Daubrecq jeta une espèce de gloussement qui, chez lui, singeait le rire. Il avança en se dandinant, les mains aux poches de son pantalon, et scanda :
— N'est-ce pas, tout est pour le mieux de la sorte ? Un terrain déblayé, une situation nette… Au moins, l'on y voit clair. Lupin contre Daubrecq, un point c'est tout. Et puis, que de temps gagné ! Le docteur Vernes, médecin légiste, en aurait eu pour deux heures à dévider son écheveau ! Tandis que, comme ça, le sieur Lupin est obligé de dégoiser sa petite affaire en trente minutes… sous peine d'être saisi au collet et de laisser prendre ses complices… Quel coup de caillou dans la mare aux grenouilles ! Trente minutes, pas une de plus. D'ici trente minutes, il faudra vider les lieux, se sauver comme un lièvre, et ficher le camp à la débandade. Ah ! ah ! ce que c'est rigolo… Dis donc, Polonius, vrai, tu n'as pas de chance avec Bibi Daubrecq ! Car c'était bien toi qui te cachais derrière ce rideau, infortuné Polonius ?

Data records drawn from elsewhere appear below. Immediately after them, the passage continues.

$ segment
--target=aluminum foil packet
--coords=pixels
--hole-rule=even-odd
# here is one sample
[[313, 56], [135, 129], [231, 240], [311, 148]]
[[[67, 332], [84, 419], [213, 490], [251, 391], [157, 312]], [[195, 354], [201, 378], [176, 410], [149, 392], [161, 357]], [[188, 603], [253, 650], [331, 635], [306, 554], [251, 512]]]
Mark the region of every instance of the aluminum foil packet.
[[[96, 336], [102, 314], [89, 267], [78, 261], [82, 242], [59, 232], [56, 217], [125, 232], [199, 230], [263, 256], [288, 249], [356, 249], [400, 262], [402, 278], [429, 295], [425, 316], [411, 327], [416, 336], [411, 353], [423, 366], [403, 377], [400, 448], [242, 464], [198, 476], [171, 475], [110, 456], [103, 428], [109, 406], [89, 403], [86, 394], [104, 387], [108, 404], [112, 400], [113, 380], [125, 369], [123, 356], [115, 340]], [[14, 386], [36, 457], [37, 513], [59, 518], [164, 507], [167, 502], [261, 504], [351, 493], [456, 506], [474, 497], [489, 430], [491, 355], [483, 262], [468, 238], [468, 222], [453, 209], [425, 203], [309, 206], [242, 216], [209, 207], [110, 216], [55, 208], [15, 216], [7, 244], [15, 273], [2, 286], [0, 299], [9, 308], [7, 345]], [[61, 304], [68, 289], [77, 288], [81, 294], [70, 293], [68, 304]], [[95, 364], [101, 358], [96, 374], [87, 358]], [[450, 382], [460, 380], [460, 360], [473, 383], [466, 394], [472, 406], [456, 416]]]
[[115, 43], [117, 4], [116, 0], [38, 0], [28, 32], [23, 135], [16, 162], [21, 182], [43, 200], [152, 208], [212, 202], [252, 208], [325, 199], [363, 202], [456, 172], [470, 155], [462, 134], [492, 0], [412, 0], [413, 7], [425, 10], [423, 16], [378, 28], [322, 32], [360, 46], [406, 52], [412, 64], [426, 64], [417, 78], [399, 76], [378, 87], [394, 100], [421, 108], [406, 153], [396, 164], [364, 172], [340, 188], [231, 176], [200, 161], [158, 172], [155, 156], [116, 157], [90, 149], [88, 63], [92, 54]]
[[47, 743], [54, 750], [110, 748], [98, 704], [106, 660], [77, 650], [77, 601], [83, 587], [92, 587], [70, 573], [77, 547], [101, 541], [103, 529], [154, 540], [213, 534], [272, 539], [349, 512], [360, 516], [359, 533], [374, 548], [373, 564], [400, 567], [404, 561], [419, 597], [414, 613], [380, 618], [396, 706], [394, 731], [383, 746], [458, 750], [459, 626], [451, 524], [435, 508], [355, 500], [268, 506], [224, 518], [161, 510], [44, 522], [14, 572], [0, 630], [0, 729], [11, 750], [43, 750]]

Lupin ne bronchait pas. L'unique solution qui l'eût apaisé, c'est-à-dire l'étranglement de l'adversaire, était trop absurde pour qu'il ne préférât point subir sans riposter des sarcasmes qui, pourtant, le cinglaient comme des coups de cravache. C'était la seconde fois, dans la même pièce et dans des circonstances analogues, qu'il devait courber la tête devant ce Daubrecq de malheur et garder en silence la plus ridicule des postures… Aussi avait-il la conviction profonde que, s'il ouvrait la bouche, ce serait pour cracher au visage de son vainqueur des paroles de colère et des invectives. À quoi bon ? L'essentiel n'était-il pas d'agir de sang-froid et de faire les choses que commandait une situation nouvelle ?
— Eh bien ! eh bien ! monsieur Lupin ?… reprenait le député, vous avez l'air tout déconfit. Voyons, il faut se faire une raison et admettre qu'on peut rencontrer sur son chemin un bonhomme un peu moins andouille que ses contemporains… Alors vous vous imaginiez que, parce que je porte binocle et bésicles, j'étais aveugle ?
» Dame ! Je ne dis pas que j'aie deviné sur le champ Lupin derrière Polonius, et Polonius derrière le monsieur qui vint m'embêter dans la baignoire du Vaudeville, non, mais, tout de même, ça me tracassait.